Continuous hemodynamic monitoring by telemetry. Each cage was equipped with one RMC-1 receiver connected to a calibrated analog adapter (R11CPA) and to an APR-1 barometric pressure reference device. All devices were manufactured by Data Sciences International. The telemetered analog pressure signal was sampled at 500 Hz for 5-s periods every 30 s, 24 h a day and processed by customized algorithms for beat-to-beat analysis to extract mean arterial pressure (MAP), systolic and diastolic blood pressures (SBP, DBP, respectively), HR, rise time (time to reach peak SBP from the previous DBP point), and maximum rate of change of arterial pressure (dP_a/dt) (17). Telemetry probes were calibrated before implantation and after removal in a sealed pressure chamber at 0 and 200 mmHg, and pressure values were linearly corrected according to calibration values (29). Data were analyzed from 10:00 AM to 8:00 AM the next morning. The period between 8:00 AM and 10:00 AM was used for daily maintenance and was omitted from the analysis.

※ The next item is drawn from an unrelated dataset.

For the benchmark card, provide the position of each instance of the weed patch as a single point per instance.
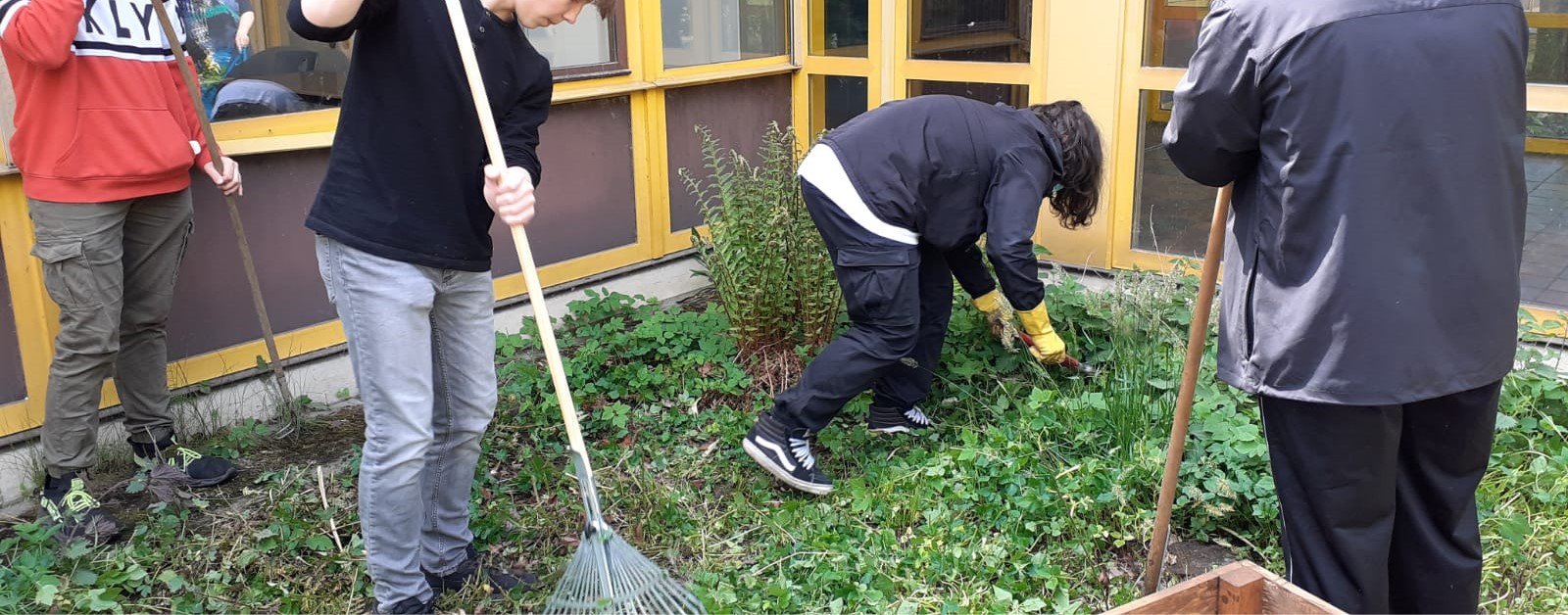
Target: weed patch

The computer program separated the 22-h data set into a series of 44 half-hour periods. The standard deviation (SD) of BP (for both MAP and SBP) were calculated for each half-hour period. The mean SD of BP was used as a measure of the short-term variability of BP, i.e., the extent of the variation in BP within half-hour periods (19, 30). In addition, we also calculated the SD of the 44 half-hourly mean BP values and used the SD as a measure of the long-term variability of BP, i.e., the extent of the variation in BP between half-hour periods (19, 30). Finally, the SD of all 2,640 daily samples was also computed as an index of overall 22 h BPV. Similar calculations were performed to calculate the short- and long-term HR variability. It should be noted that the SD of HR within half-hour periods does not represent beat-to-beat HR variability but the 30s-to-30s variability of HR. It is thus labeled "short-term" HR variability.

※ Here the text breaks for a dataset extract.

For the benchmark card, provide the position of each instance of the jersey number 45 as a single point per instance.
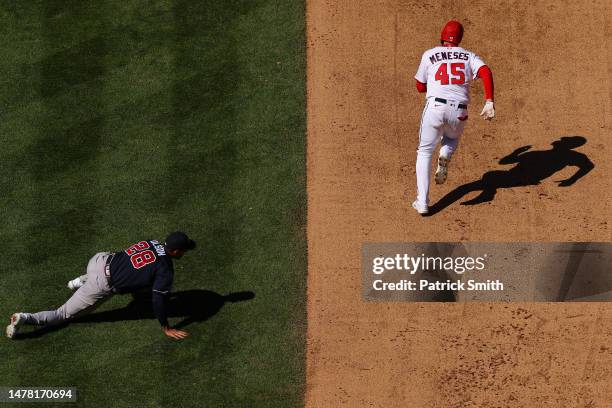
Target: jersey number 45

Experimental protocol. In all rats, experimental measurements included measurement of BP and HR 22 h a day and monitoring of daily food, water, and sodium intakes, urine output, and sodium and potassium excretions. Food and water intake were determined by differential weighing (precision at 0.1 g). Urine was collected in a graduated container. Urinary sodium and potassium concentrations were determined by flame photometry (model IL 943). All animals had free access to tap water and were fed with a fixed amount of 20 g (slightly below the normal ad libitum intake) of standard rat chow per day to ensure a fixed sodium intake (a total of about 4 mmol/day, including 2.2 mmol/day via the infusion).

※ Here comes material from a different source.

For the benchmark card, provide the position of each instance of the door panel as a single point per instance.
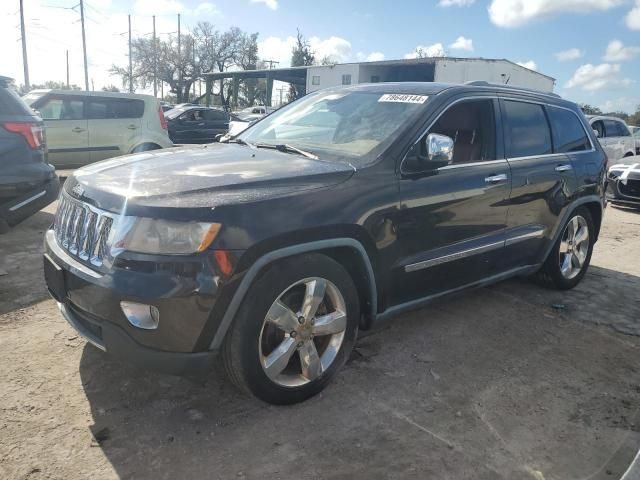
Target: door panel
(543, 179)
(66, 130)
(450, 229)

In seven rats that were successfully instrumented (10.7 ± 0.2 wk old, weighing 396 ± 14 g), a SMB (Sigma, Switzerland) intravenous infusion was started after at least 12 days after the rats recovered from surgery and an additional control period of 4 days. SMB was infused for 12 days at increasing rates (0.3, 0.6, and 1.2 µg·kg^–1·min^–1 iv, 4 days at each dose, labeled as periods 1, 2, and 3). The progressive increase in the SMB-infusion rate was chosen to ensure sustained muscarinic blockade, since pilot studies in which SMB was infused at the single dose of 0.3 µg·kg^–1·min^–1 for 10 days showed a higher BP during the first 4 days of infusion (approximately +10 mmHg) than during the following days (approximately +5mmHg). The SMB infusion was followed by a 10-day recovery period to test the reversibility of the experimental changes. All solutions (SMB or vehicle saline) were prepared aseptically and infused through a 0.22-µm Millipore filter.

Because BP and HR are known to exhibit a small spontaneous negative drift after surgery, a group of eight rats were submitted to the same surgical procedures (telemetry, intravenous infusion) and housed in identical cages to analyze the changes in BP and HR occurring during vehicle time-control infusion from day 9 after surgery (when the telemeter battery was turned on) up to 28 days after surgery. In two rats, the arterial BP signal could not be used for computation of MAP due to a large and unstable offset drift but was adequate for the computation of HR. The rats were studied up to 4 wk after surgery to quantify the spontaneous drift of the 22-h average of BP and HR.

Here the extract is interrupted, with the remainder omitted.